Nous travaillons en partenariat pour le développement de notre pays. Nous avons des représentants dans diffèrent pays. Mais il y’a une grande différence entre l’organisation de la Diaspora et la représentation diplomatique qui travaille pour le gouvernement.

4 Comments

  1. Ntahitangiye

    “Quelles relations entretenez-vous avec le ministère des Relations Extérieures ?”
    “Votre plateforme ne risque-t-elle pas d’être perçue comme une caisse de résonance du pouvoir de Bujumbura ?”
    C’est vrai que chaque pays organise de sa manière sa politique de la diaspora; mais pour le développement national la diaspora travaille en collaboration avec le gouvernement en place. Pour les autres pays, y compris les pays occidentaux, ce sont les autorités représentant leurs pays ( ambassade, consulat) qui se retrouvent avec leurs diasporas pour fêter ou voir ce qu’il y a à faire entre eux et dans leurs pays. Les Burundais ne devraient pas être une exception planétaire pour vivre différemment.
    Depuis longtemps la diaspora burundaise est constituée par les Burundais se trouvant en Occident (là où il y a beaucoup d’argent); après on a commencé à parler des diasporas dans les autres pays. Une fois bien organisée la diaspora burundaise résidant en Afrique pourrait apporter une contribution importante au développement national.

  2. Mon Dieu,Mr Japhet,à un malin ……
    Donc,tu fonde une association AIDBU,et d’un coup elle devient Diaspora Burundi!!!,et tu es le président absolu. Juste tes questions pour sieur Japhet:
    1. Pourriez vous nous faire la définition du mot diaspora
    2. Pourriez vous nous donner le nombre exact de vos membres ,comme étant une association ,il vous faut sûrement les membres pour sa création.
    3. Comme AIDBU ,etant enregistré en Norvège,donc votre association Diapora est enregistrée où ?
    4. Mr Japhet ,pour vous on commence par nommer les dirigeants puis on crée une association. Et vous trouvez ça normal.
    5.Mr Japhet,comme votre soif et ignorance semblent être illimités, allez vous creer bientôt une autre association dénommée “Burundi” et en devenir le président?

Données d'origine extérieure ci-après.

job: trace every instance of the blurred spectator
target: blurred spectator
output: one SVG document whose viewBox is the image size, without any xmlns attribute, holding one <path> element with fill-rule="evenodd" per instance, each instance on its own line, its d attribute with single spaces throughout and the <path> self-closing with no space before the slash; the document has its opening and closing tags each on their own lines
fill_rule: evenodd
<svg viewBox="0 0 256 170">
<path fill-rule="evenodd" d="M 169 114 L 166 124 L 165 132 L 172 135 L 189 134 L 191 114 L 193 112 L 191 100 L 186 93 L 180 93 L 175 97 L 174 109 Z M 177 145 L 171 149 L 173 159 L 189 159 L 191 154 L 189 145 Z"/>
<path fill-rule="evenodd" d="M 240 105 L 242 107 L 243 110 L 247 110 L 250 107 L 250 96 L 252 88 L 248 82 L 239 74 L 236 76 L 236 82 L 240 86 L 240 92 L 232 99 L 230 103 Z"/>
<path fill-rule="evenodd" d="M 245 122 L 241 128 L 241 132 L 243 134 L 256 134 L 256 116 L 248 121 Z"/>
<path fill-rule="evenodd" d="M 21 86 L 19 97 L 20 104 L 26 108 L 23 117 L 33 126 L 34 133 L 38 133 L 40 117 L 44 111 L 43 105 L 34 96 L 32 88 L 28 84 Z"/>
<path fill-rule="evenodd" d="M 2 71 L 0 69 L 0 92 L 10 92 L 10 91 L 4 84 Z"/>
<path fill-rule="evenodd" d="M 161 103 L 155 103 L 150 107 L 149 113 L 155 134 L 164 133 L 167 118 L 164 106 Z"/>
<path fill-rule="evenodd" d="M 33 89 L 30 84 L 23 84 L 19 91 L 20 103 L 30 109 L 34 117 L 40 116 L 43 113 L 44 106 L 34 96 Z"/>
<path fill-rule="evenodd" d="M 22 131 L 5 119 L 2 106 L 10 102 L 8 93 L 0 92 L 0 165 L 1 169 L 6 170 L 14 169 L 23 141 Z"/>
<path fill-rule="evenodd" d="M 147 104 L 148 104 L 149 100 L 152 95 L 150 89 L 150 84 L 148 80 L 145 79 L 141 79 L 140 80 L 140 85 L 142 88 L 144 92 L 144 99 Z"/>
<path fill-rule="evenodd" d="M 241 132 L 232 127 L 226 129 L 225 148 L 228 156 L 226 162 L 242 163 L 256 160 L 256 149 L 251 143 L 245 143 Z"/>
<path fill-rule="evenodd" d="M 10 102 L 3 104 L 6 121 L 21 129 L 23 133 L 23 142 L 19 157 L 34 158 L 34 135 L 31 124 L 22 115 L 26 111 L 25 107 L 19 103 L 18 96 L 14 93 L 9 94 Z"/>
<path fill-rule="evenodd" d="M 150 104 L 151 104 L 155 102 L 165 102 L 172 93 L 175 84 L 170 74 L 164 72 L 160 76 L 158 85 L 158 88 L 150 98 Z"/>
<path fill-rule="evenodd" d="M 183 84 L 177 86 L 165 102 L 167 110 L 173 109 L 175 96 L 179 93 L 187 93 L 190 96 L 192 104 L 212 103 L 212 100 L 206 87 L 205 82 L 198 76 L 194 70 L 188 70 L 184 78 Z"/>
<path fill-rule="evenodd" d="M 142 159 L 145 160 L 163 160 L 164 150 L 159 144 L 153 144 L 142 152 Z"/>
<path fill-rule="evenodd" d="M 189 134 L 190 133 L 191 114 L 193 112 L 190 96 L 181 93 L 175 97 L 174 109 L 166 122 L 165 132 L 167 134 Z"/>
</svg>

    Juste un clin d’oeil ,vous vous rappelez Legentil,wow,j’espère qu’il y a encore des places kwa Legentil mu Gasenyi

  3. Mbabarempre Juvent

    Je connais très bien ce Japhet, et je l’ai meme aidé lors d’un séminaire tenu à Brusselles, où il jouait le role d’un photographe incontrôlable. C’est un grand malin qui a utilisé sa religion pour venir dans ce séminaire avec le Maire de la Commune dans laquelle Japhet travaille comme archiviste. N’attendez rien de lui. Cette Diaspora n’aidera en rien notre cher Nation, car tout ce que cette Diaspora demande, c’est des faveurs uniquement. Il faut diminuer en leurs faveurs en ceci ou cela, il faut leur appreter des parcelles pour construire mais que la plupart vendra car incapable de construire une maison. Ils se plaignent des frais du télephone, car disent-ils le Gouvernement a haussé les tarifs. Heureusement pour eux qu’ils ont WhatsApp. Ils vont contacter des prêts bancaires qu’ils ne rembourseront jamais. Ntitwihende nta japhet azogira ico amarira Diasora, et encore moins notre Pays

  4. Ntahitangiye

    Juste une question:
    Existe-il dans le monde, un groupement de personnes se réclamant d’être une diaspora et ignorant les autorités du pays d’origine s’ils ne sont pas réfugiés ?
    S’ils sont réfugiés ils dépendent du programme du Haut Commissariat de l’ONU et s’ils ne sont pas réfugiés ils dépendent du programme de leur gouvernement d’origine.
    Qu’on nous explique clairement le sens de ces diasporas burundaises qui ne dépendent pas du programme du Ministère des Affaires Etrangères du Burundi.